TEMPEROS À ITALIANA
(Conto publicado do livro “À Noite,
Todos os Gatos”, em 1998)
(Epílogo)
Garçons corriam como galinhas espantadas.
Carlino, o dono, pôs as mãos na cabeça, a senhora gorda desmaiou e o
empertigado da calva pronunciada engasgou com o risoto de frutos do mar e
estava azul de tanto tossir.
Levantei-me calmamente olhando para o
semblante traquinas de Calcedônia que mirava o bilhete jogado sobre o prato
regado a finas ervas e me dirigi à porta onde outra melindrosa artisticamente
desenhada por entre os caixilhos sorria como Jacqueline Baker.
Dei a volta por detrás da máquina de café
instantâneo – “crema caffè naturale funziona senza vapore” –
enquanto via Fiordermundo enlouquecido como um lutador de “catch-as-can” sendo seguro firmemente pelo robusto porteiro e pelo maître, ainda berrando – “velhaco!”, “vagabundo!”
– para o corpo inerte outrora belo lambuzado de crema di noci e mortalmente ferido, se não na sua saúde, pelo menos
no seu orgulho.
-0-
De volta à calmaria das ruas, decidi que
retornaria no dia seguinte para pagar a conta, isso se Carlino não computasse
tudo por conta do prejuízo e pespegasse uma nota de despesas avolumada na conta
do professor.
Decidi também que voltaria a procurar o
professor depois desta ação de pugilato para voltarmos a conversar sobre
assuntos não ortodoxos como os que regaram o nosso lauto almoço junto com os
Valpolicella, Strega & Cia. e também para melhor observar suas reações de Homo sapiens, pois agora eu tinha
certeza de que ele era realmente o tipo ideal para estrelar o meu próximo
romance.
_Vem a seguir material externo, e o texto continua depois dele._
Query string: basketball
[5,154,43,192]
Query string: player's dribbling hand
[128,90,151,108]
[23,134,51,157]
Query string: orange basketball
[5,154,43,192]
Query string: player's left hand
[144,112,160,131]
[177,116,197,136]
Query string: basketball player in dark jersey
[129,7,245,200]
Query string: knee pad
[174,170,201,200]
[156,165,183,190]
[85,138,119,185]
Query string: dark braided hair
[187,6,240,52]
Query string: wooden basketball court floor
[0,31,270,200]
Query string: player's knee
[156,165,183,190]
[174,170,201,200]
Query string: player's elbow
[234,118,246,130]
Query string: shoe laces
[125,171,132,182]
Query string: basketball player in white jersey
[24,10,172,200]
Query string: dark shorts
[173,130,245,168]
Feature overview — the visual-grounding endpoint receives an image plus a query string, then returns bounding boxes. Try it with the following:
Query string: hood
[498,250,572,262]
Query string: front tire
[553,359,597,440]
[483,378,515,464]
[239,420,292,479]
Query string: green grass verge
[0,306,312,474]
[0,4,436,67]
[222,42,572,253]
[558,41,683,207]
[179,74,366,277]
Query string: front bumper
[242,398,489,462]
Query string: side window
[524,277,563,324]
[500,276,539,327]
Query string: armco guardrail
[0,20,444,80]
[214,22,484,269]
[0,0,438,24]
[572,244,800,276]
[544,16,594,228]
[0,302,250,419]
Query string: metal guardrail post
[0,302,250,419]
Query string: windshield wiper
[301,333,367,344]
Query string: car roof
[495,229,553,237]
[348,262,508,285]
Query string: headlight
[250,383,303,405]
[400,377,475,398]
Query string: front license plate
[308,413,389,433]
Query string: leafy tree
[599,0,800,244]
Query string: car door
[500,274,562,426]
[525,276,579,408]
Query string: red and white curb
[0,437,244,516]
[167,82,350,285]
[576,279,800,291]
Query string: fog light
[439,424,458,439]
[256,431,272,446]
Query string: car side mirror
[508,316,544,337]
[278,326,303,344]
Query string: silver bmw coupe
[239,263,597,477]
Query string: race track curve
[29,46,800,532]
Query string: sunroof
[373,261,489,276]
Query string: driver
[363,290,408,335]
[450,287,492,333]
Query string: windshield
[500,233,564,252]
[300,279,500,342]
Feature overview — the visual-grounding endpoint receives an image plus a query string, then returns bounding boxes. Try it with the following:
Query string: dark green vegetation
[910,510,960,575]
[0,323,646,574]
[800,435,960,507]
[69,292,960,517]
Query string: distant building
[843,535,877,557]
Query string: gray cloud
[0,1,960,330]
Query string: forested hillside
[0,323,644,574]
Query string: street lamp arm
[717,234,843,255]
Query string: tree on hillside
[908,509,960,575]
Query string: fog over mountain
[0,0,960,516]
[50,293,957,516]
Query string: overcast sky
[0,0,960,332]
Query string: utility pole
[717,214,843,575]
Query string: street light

É lógico que eu iria manter uma considerável distância de Calcedônia,
que já mostrara do que era capaz em termos de provocar encrencas.
Passei pelo bilheteiro que continuava
sentado ao lado da jardineira apreciando o cinza da tarde, pensando em de que
forma os palpites podem acontecer no nosso dia-a-dia – o galo cantador, o leão indomável,
o pavão presunçoso, a vaca gaiteira...
Isso posto, considerei com certeza que
gato, cachorro ou macaco, eu tinha comprado o bilhete errado.